Former television anchor and evangelical singer Fabricio Alvarado Munoz is to face a center-left fiction writer in Costa Rica’s presidential election runoff, definitively ending decades of a two-party system in the Central American nation.
The Christian songwriter decisively won the first round on Sunday, but after failing to reach 40 percent of the votes, must compete in the runoff on April 1 against former government minister Carlos Alvarado Quesada, who was once a singer in a rock band.
The victory of the unrelated Alvarados reflects the growing influence of relative outsiders on politics in Latin America, where about two-thirds of the region’s population can choose new governments this year.

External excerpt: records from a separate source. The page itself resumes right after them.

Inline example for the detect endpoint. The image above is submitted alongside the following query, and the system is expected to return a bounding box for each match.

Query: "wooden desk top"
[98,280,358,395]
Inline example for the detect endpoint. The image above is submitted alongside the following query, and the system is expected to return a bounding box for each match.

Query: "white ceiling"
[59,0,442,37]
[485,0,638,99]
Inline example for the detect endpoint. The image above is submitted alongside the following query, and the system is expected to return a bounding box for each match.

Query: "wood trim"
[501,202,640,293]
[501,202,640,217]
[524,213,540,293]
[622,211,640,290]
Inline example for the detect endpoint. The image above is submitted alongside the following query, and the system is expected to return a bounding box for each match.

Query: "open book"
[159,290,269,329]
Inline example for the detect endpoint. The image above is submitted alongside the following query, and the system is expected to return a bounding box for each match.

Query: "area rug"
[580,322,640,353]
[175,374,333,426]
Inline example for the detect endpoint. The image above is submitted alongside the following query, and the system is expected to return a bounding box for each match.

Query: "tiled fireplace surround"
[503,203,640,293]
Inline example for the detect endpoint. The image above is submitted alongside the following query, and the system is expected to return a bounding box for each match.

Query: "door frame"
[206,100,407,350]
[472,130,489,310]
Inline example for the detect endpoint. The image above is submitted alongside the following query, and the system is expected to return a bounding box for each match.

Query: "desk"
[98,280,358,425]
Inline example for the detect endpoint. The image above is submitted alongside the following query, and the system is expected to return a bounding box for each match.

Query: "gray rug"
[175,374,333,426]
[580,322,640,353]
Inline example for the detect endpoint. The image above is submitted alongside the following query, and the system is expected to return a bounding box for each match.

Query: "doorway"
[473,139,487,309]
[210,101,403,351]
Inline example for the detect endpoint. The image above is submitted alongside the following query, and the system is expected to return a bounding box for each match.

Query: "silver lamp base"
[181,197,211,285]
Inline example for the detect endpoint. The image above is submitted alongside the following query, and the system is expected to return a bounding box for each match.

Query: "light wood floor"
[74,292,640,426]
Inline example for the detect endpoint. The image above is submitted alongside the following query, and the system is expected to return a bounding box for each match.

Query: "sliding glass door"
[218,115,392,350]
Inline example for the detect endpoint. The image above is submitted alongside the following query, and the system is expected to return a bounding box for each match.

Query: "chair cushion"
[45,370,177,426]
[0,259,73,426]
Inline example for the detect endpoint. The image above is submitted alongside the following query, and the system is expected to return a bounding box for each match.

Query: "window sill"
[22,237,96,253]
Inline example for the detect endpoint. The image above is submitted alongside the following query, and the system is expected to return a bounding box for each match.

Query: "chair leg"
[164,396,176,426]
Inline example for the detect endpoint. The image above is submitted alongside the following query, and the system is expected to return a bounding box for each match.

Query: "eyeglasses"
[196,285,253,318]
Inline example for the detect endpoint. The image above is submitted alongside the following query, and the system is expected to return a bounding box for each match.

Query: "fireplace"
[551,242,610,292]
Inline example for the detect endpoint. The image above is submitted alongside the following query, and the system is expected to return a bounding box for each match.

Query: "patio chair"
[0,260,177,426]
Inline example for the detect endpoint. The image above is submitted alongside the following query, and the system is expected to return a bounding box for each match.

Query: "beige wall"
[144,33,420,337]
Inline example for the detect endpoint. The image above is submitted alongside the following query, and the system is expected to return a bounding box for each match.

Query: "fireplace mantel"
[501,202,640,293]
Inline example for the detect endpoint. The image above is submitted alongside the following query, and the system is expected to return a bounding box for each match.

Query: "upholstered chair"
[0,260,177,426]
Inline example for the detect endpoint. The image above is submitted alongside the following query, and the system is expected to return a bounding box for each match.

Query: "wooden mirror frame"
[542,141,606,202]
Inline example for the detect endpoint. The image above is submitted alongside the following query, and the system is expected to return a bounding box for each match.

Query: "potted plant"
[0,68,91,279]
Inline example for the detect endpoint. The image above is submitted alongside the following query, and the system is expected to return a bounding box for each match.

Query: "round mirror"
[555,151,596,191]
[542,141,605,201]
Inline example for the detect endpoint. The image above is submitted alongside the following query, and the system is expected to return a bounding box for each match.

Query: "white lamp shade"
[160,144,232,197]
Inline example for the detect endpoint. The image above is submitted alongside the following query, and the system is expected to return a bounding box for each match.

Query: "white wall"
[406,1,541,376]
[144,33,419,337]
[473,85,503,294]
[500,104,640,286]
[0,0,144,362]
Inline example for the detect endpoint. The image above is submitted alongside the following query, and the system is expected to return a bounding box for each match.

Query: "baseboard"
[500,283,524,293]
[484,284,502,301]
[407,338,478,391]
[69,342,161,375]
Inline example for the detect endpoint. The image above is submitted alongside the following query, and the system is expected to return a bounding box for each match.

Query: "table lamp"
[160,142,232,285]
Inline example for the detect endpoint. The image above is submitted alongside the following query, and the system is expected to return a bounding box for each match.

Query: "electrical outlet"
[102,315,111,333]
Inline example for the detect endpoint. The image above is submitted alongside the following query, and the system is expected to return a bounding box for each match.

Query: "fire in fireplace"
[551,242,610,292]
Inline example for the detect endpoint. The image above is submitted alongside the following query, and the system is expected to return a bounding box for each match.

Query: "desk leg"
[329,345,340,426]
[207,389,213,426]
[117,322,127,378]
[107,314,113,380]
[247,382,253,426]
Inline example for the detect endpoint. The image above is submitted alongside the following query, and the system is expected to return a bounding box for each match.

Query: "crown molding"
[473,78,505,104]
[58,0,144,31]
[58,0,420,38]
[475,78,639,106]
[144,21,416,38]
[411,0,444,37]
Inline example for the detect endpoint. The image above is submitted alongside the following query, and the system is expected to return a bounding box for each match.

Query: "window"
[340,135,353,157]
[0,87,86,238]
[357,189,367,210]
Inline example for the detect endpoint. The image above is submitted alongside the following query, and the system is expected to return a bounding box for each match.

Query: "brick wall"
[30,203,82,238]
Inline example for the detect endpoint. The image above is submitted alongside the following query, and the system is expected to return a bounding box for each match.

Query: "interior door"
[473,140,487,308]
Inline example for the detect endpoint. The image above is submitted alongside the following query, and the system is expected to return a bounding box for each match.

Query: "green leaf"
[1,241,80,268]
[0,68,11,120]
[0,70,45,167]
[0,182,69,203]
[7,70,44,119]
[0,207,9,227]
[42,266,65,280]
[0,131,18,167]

“Costa Rica went to vote and the message was clear; it doesn’t want more of the same,” Alvarado Munoz, 43, said in a speech to supporters as the final results came in.
The shift has hastened the decline of a centrist two-party system that stretched back decades and led to the rise of Alvarado Munoz on a ticket of fiercely opposing gay marriage.
Neither of the candidates is from one of the two parties that have dominated politics since the mid-20th century, and they represent a widening of the right-left divide.
Alvarado Munoz, the telegenic author of Christian songs, such as Your Love is Everything, won 24.8 percent of the vote.
He was elected to the national assembly in 2014 as the only federal deputy for the National Restoration Party formed by Christians from another party.
The party opposes the progressive policies of Costa Rican President Luis Guillermo Solis, such as same-sex marriage, in vitro fertilization and sex education in schools.
“There’s nothing more progressive than defending life and family,” Alvarado Munoz said on Sunday.
Well known as a television news anchor before he turned more seriously to religion and politics, Alvarado Munoz shot to prominence during the campaign after denouncing a ruling by the Inter-American Court of Human Rights calling on Costa Rica to give civil marriage rights to same-sex couples.
His rival, Alvarado Quesada, 38, backs the court’s decision on same-sex couples.
Even though Costa Rica’s 3.3 million voters mostly describe themselves as conservative, he appears to have benefited by energizing voters worried by the strident tone of the campaign.
The former Procter & Gamble employee also tried to connect with young voters, highlighting his university rock band Dramatika and career as a writer. He has a master’s degree from Britain’s Sussex University, and his last novel was titled Brighton Season.
“The Costa Rica of the 21st century needs a government that knows how to advance with strength, love and happiness, the agenda of equality,” Alvarado Quesada said in a speech on Sunday evening.
He won 21.6 percent of the vote in the first round.